「痛そう・・・・・・」
さっきからずっとそんなことを口々に言いながら、治療してくれる男の子二人。
どうやら、双子らしく顔がそっくりでどっちがどっちなのか全く見分けがつかない。
確か首のヘッドホンの色がピンクがどちらかで水色がどちらかと聞いたが肝心の名前を聞き流してしまっているので結局二人については何も分からなかった。
魔力と呼ばれる暖かくてほわほわとしたものが段々と自分の中に入っていくのが分かった。
「・・・いたっ」
「あ、ごめんね〜。」
ピンクのヘッドホンの彼の手が傷に触れたため、痛みがピリリと感じられ思わず声を出してしまう。瞬時に謝られたので大丈夫だと首を横に振った。
「それにしても・・・」
「・・・そうなんだよねぇ」
「・・・?」
一旦治療を止めた二人が何やら自分の後で話している。一体どうかしたのかと振り返れば何だか難しい顔をしているのが見えた。
「どうしたんだ?」
「あー、いやね。なんか傷が治るのが遅いな〜と思って」
思わず聞けばそんな返答が返ってくる。
おかしいな〜と二人は首をかしげながら言って、また治療を始めた。
「遅い?」
「うん。普通だったらもう塞がってるはずのも全然だし」
「魔力は足りてるはずなのになあ」
そんな会話を聞いて、何だか余計に力を使わせてる気がして申し訳なる。
「なんか、ごめん」
「いいよ、いいよ。魔力が有り余ってることだけが俺たちの自慢だから!ね、兄貴」
「そうそう!気にせず治されててね〜」
そう言って、また魔力を使い治療してくれる。傷が全然治らない、と彼らは言ったが。チラリと右腕の傷を見てみる。
先程治療されたそこも若干塞がっているだけだった。
「あ、ここは治ったよ」
「よし、こっちも結構塞がってきた!」
水色の彼の声が示しているのは右肩の傷らしい。そのきとピンクの彼もほっとしながらそう言った。

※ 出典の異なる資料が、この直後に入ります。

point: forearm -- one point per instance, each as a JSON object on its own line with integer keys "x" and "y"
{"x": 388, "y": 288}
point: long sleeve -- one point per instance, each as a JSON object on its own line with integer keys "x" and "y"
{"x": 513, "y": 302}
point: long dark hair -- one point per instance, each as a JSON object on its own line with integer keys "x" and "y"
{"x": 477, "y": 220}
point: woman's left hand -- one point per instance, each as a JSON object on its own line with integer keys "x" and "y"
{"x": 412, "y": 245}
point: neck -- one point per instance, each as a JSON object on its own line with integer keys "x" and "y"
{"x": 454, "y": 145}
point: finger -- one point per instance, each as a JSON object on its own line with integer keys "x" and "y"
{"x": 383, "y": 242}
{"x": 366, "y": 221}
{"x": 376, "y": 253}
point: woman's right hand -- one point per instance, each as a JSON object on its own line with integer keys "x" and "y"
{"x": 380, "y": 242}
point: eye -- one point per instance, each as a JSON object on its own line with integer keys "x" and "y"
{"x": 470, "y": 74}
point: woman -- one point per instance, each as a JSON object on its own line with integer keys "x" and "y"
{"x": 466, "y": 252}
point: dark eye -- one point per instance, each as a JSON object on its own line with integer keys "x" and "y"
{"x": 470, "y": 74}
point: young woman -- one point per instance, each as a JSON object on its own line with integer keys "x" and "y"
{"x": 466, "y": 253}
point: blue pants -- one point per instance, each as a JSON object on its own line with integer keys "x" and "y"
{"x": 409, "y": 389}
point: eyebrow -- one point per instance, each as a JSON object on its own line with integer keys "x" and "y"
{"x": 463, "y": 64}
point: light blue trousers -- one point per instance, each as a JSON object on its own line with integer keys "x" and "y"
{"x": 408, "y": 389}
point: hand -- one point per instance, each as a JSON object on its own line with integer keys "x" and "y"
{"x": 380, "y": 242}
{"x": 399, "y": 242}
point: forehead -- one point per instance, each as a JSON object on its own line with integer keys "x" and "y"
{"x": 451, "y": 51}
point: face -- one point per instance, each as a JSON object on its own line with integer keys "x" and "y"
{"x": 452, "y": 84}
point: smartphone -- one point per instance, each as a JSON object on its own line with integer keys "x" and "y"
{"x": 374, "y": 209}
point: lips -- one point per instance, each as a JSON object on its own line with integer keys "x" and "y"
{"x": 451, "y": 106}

そんな会話を二人に挟まれながら聞いて、申し訳なくなって少しだけ縮こまる。
ほんの少しのかすり傷ですら、光と出会ったあの日から数日経過しているのに若干残っている。確かに傷の治りが遅いらしい。
この二人は治癒師をしている為か魔力量は多いと言っていたがそれでもやはり申し訳なかった。
「終わった〜」
「良かった、ちゃんと治った」
あれから1時間がたった。
ぐっと伸びをしながら達成感に浸る双子。背中やら腹やらの傷は流石に彼らも男の子だし、服の上からでも問題ないらしいのでどうにかなった。

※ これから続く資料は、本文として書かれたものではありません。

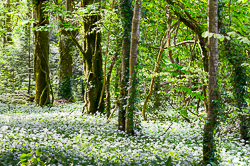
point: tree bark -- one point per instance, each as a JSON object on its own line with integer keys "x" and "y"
{"x": 132, "y": 66}
{"x": 41, "y": 56}
{"x": 65, "y": 65}
{"x": 126, "y": 16}
{"x": 211, "y": 120}
{"x": 7, "y": 24}
{"x": 92, "y": 61}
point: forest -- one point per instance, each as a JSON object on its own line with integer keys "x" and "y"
{"x": 124, "y": 82}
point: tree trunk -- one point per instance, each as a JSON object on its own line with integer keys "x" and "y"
{"x": 132, "y": 66}
{"x": 7, "y": 24}
{"x": 41, "y": 56}
{"x": 126, "y": 16}
{"x": 65, "y": 45}
{"x": 92, "y": 62}
{"x": 211, "y": 120}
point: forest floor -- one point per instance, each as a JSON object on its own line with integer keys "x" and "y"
{"x": 52, "y": 136}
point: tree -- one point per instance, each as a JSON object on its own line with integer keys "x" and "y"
{"x": 41, "y": 54}
{"x": 7, "y": 22}
{"x": 126, "y": 17}
{"x": 65, "y": 45}
{"x": 132, "y": 68}
{"x": 211, "y": 120}
{"x": 92, "y": 60}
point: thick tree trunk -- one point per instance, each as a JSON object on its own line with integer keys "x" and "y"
{"x": 92, "y": 62}
{"x": 211, "y": 120}
{"x": 108, "y": 103}
{"x": 129, "y": 126}
{"x": 126, "y": 16}
{"x": 65, "y": 45}
{"x": 41, "y": 57}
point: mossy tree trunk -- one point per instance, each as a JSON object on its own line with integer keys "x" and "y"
{"x": 129, "y": 123}
{"x": 92, "y": 61}
{"x": 126, "y": 16}
{"x": 65, "y": 45}
{"x": 41, "y": 56}
{"x": 211, "y": 120}
{"x": 7, "y": 24}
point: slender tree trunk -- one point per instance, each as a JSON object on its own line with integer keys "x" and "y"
{"x": 108, "y": 103}
{"x": 211, "y": 120}
{"x": 65, "y": 45}
{"x": 41, "y": 56}
{"x": 92, "y": 62}
{"x": 126, "y": 16}
{"x": 132, "y": 66}
{"x": 29, "y": 51}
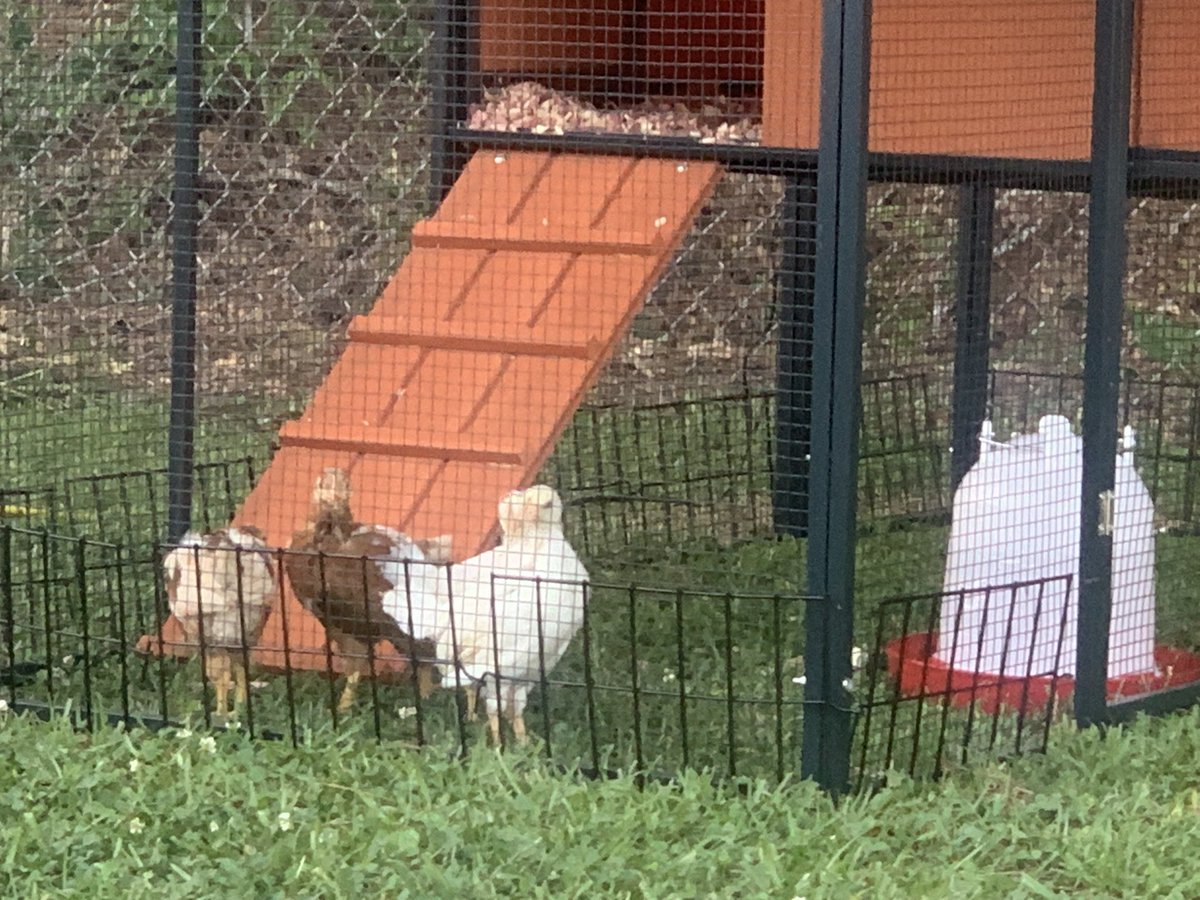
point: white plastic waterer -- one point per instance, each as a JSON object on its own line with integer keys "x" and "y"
{"x": 1017, "y": 517}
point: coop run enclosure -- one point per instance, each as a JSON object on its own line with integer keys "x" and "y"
{"x": 858, "y": 340}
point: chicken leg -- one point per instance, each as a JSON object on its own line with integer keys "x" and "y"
{"x": 219, "y": 666}
{"x": 241, "y": 687}
{"x": 424, "y": 681}
{"x": 472, "y": 696}
{"x": 519, "y": 729}
{"x": 353, "y": 654}
{"x": 493, "y": 727}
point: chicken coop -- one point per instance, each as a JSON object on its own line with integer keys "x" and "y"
{"x": 859, "y": 345}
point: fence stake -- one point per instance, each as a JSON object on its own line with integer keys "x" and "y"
{"x": 1102, "y": 352}
{"x": 837, "y": 376}
{"x": 971, "y": 319}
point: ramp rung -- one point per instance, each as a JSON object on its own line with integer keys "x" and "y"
{"x": 370, "y": 329}
{"x": 395, "y": 442}
{"x": 466, "y": 235}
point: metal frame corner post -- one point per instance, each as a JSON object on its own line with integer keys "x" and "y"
{"x": 1102, "y": 353}
{"x": 793, "y": 358}
{"x": 454, "y": 77}
{"x": 977, "y": 203}
{"x": 185, "y": 225}
{"x": 837, "y": 378}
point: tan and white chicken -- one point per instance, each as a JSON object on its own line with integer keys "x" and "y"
{"x": 340, "y": 571}
{"x": 535, "y": 586}
{"x": 220, "y": 587}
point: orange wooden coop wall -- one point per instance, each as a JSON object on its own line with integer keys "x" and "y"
{"x": 1001, "y": 78}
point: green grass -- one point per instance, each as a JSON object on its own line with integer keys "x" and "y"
{"x": 171, "y": 815}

"地味に痛い"という表現がお似合いだったあの怪我は今までは見る影もなくなってしまっていて何だか嬉しい。
なかなか傷が治らない、という何とも言えない問題はあったがこの通り全快したので彼らには本当に感謝していた。
「ありがとう」
二人を見てそう言えば、彼らはそっくりなその顔にそっくりな笑顔を浮かべて言うのだ。